As the large, hairy man hustled into the cabana, Letty stood up.

"What's your name?" Richter asked.

"Selena."

"You're not going to get into any trouble over this, okay? I'm not going to let that happen, Selena."

"I just feel bad I ruined your day."

"You didn't ruin anybody's day. Simple accident."

Bill returned with a towel.

Letty wiped the blood off her leg and wrapped it around her waist.

"I better go get washed up," she said. "I'll send someone to clean this mess. Again...I'm real sorry."

"Forget it."

And then she was walking away from the cabana, the piece of glass tingling in her knee—a sharp, bright sting—but she didn't care. Richter's phone jostled against her ass and this moment was the closest thing to being high that she'd felt in months.

11

Letty saw him standing under an overhang of trees in the lobby of the Wynn. He barely looked old enough to be in college. Black Chuck Taylors, baggy jean shorts, a gray Billabong hoodie.

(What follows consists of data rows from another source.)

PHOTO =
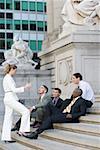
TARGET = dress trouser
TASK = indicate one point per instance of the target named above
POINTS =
(59, 117)
(88, 103)
(7, 124)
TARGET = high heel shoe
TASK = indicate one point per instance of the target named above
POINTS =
(12, 141)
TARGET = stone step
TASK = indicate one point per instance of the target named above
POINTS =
(46, 144)
(83, 140)
(90, 118)
(90, 129)
(14, 146)
(94, 110)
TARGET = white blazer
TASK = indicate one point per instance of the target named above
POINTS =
(10, 88)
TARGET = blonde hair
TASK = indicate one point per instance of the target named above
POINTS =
(7, 68)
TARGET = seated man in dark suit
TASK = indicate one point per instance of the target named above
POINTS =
(39, 108)
(72, 109)
(42, 109)
(56, 102)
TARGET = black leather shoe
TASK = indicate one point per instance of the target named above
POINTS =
(12, 141)
(33, 135)
(14, 129)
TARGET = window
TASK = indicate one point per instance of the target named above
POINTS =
(17, 5)
(9, 15)
(39, 45)
(2, 15)
(40, 25)
(2, 35)
(33, 25)
(32, 6)
(2, 24)
(40, 6)
(9, 43)
(9, 24)
(17, 25)
(9, 35)
(8, 4)
(45, 7)
(24, 25)
(24, 5)
(2, 44)
(33, 45)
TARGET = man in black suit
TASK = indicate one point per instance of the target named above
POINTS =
(43, 109)
(39, 108)
(56, 102)
(72, 109)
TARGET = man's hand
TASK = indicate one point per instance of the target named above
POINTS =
(69, 116)
(64, 111)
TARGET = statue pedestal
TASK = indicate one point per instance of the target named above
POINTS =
(24, 75)
(78, 51)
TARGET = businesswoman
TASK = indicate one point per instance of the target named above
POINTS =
(11, 103)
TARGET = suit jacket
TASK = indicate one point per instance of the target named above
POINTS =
(58, 104)
(46, 99)
(78, 109)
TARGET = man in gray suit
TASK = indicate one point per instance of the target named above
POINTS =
(39, 108)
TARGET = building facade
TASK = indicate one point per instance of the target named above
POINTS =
(26, 18)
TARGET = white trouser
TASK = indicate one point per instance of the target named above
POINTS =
(7, 124)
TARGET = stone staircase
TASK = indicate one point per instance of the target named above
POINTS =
(77, 136)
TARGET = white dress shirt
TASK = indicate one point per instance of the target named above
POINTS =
(88, 93)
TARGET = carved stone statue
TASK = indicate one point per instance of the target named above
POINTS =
(81, 12)
(20, 51)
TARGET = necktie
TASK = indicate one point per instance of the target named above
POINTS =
(68, 108)
(54, 101)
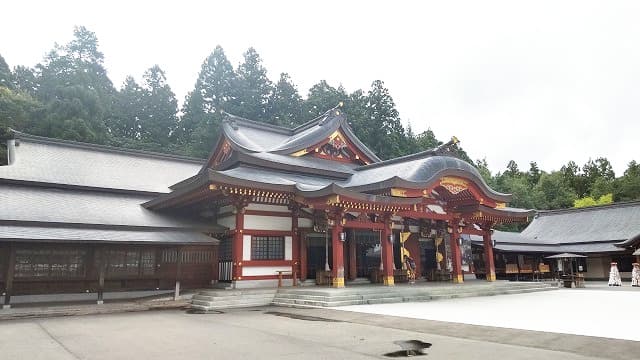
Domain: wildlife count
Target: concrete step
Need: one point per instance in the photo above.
(221, 299)
(319, 297)
(379, 295)
(237, 292)
(224, 298)
(384, 300)
(227, 306)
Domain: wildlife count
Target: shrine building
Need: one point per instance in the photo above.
(311, 202)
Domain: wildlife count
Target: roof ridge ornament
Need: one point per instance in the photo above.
(334, 111)
(229, 119)
(449, 148)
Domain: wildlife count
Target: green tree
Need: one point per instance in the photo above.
(18, 110)
(159, 108)
(593, 170)
(627, 187)
(78, 95)
(125, 123)
(6, 77)
(483, 169)
(285, 105)
(323, 97)
(590, 201)
(24, 79)
(534, 173)
(552, 193)
(254, 89)
(387, 138)
(426, 140)
(213, 92)
(512, 169)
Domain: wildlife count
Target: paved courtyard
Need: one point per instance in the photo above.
(282, 333)
(601, 313)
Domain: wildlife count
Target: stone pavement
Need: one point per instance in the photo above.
(283, 333)
(75, 309)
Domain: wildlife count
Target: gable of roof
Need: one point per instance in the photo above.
(69, 163)
(47, 206)
(248, 136)
(614, 222)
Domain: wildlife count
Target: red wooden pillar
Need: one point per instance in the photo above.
(489, 263)
(8, 276)
(215, 264)
(337, 273)
(353, 269)
(295, 247)
(303, 257)
(387, 253)
(236, 246)
(456, 257)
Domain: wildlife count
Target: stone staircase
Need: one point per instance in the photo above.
(217, 299)
(360, 295)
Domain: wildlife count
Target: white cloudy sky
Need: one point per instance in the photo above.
(545, 81)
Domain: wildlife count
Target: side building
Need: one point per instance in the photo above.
(71, 221)
(603, 234)
(308, 203)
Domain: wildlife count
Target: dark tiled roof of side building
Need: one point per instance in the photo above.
(606, 228)
(69, 163)
(35, 205)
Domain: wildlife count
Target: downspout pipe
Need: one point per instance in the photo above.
(11, 151)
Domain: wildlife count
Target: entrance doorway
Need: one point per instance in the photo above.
(367, 252)
(316, 253)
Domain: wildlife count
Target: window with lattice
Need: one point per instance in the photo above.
(267, 248)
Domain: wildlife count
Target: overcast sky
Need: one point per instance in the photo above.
(545, 81)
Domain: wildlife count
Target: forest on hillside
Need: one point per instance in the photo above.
(69, 95)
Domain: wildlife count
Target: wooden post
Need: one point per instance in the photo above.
(236, 246)
(489, 263)
(353, 266)
(337, 273)
(387, 253)
(456, 258)
(8, 277)
(303, 257)
(295, 245)
(176, 294)
(102, 265)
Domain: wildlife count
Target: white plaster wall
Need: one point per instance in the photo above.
(595, 268)
(225, 209)
(265, 207)
(229, 221)
(288, 251)
(304, 222)
(269, 283)
(263, 270)
(259, 222)
(436, 209)
(246, 247)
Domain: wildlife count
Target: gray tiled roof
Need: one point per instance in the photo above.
(69, 163)
(608, 228)
(516, 242)
(252, 136)
(46, 205)
(93, 235)
(616, 222)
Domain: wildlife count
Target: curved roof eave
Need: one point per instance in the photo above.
(310, 136)
(398, 181)
(629, 242)
(324, 127)
(335, 189)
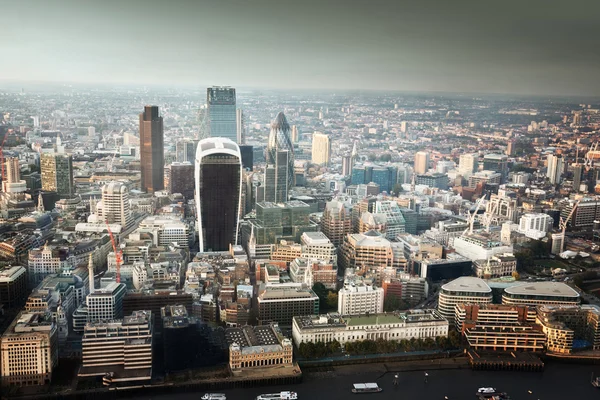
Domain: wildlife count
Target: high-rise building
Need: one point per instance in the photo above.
(421, 162)
(152, 157)
(221, 112)
(180, 179)
(555, 169)
(13, 183)
(29, 350)
(240, 123)
(280, 156)
(321, 149)
(218, 177)
(57, 174)
(185, 150)
(114, 207)
(468, 164)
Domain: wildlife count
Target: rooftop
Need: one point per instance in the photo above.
(467, 284)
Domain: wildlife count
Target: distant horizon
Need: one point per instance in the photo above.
(20, 84)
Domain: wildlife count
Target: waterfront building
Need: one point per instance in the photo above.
(218, 178)
(540, 293)
(396, 326)
(359, 296)
(29, 350)
(464, 290)
(118, 350)
(152, 158)
(258, 347)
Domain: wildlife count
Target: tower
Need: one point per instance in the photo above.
(218, 178)
(221, 112)
(57, 174)
(321, 149)
(280, 156)
(152, 156)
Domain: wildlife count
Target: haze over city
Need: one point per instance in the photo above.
(534, 47)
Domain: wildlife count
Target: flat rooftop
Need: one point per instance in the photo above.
(558, 289)
(467, 284)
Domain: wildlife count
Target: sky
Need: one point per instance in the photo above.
(532, 47)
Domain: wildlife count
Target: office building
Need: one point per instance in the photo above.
(13, 183)
(115, 208)
(106, 303)
(497, 163)
(221, 112)
(359, 296)
(540, 293)
(152, 157)
(13, 286)
(565, 325)
(555, 169)
(118, 350)
(468, 164)
(180, 179)
(218, 177)
(321, 149)
(29, 350)
(464, 290)
(57, 174)
(258, 347)
(185, 151)
(336, 221)
(421, 162)
(396, 326)
(280, 303)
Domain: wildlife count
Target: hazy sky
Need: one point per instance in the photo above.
(501, 46)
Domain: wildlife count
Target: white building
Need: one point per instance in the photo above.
(535, 225)
(359, 296)
(418, 324)
(106, 304)
(463, 290)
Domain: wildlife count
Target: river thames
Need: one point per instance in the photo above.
(558, 381)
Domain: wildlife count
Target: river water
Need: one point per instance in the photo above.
(557, 382)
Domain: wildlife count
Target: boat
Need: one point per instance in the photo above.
(214, 396)
(278, 396)
(366, 388)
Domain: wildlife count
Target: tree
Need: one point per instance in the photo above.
(332, 300)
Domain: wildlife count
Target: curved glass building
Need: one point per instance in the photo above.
(279, 175)
(218, 178)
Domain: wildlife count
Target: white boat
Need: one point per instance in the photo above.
(278, 396)
(366, 388)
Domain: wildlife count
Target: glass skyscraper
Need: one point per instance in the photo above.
(218, 177)
(221, 113)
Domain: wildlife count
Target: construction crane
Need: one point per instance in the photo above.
(562, 224)
(118, 254)
(2, 156)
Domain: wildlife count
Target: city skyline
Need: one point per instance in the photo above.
(430, 47)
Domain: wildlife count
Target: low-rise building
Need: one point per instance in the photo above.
(418, 324)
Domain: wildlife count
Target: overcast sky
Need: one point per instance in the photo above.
(499, 46)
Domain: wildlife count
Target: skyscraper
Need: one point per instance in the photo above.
(221, 112)
(555, 168)
(280, 156)
(321, 149)
(241, 126)
(57, 174)
(152, 150)
(218, 177)
(115, 207)
(421, 162)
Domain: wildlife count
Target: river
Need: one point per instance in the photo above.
(557, 382)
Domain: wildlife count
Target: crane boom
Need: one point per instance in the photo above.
(117, 253)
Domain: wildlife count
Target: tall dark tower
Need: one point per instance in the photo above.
(152, 150)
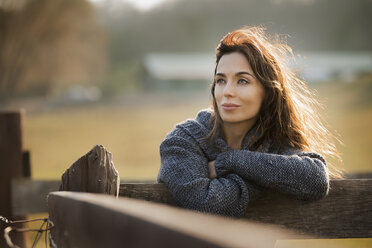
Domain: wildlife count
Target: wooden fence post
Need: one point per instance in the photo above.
(10, 167)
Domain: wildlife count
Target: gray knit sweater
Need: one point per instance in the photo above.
(241, 174)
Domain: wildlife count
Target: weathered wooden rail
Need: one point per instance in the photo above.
(345, 213)
(92, 220)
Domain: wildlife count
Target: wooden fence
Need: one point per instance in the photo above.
(83, 220)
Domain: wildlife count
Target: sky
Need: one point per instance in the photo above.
(142, 5)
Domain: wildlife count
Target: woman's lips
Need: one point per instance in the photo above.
(229, 106)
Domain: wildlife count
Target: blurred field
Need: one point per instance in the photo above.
(133, 130)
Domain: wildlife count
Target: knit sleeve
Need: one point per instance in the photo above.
(301, 174)
(184, 170)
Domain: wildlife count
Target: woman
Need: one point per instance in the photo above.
(262, 133)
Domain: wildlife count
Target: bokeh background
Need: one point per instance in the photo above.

She pulled Richter's phone out of her bikini and walked up to him.

He smelled like pot, his eyes red with a stoner sheen.

"Mark?"

"Letty?"

She handed him Richter's phone, said, "I'm in 812. How long?"

"One hour."

"I need you to bust a move. This thing is only halfway done."

Riding up in the elevator, she called Isaiah.

"I got it," she said. "You heading over?"

"On my way."

"Let me know how it goes. I'll be back down as soon as Mark drops off the phone."

"It went well?"

"Yeah. But I'm concerned their waiter will interfere, freak everyone out when he hears what happened."

"I'll damage control."

"See you soon."

This room was smaller but nicer than the one at the Palazzo. She turned on the news and went into the bathroom. Dug out the piece of glass and cleaned up her knee.

She sat on the end of the bed and stared at the plasma screen but her mind was elsewhere.

Thirty minutes in, she got a text from Isaiah: trouble

She texted back: ?

real waiter showed

run interference

tryin

Fifty-five minutes after the handoff, there was a knock on her door.

Through the peephole—Mark standing in the hallway, beaming and proud.

She let him in.

"It worked?" she asked.

"Like a mofo."

# # #

Letty moved toward the cabanas. Isaiah stood with Richter's crew and a twenty-something man in white shorts and an open shirt. The real waiter.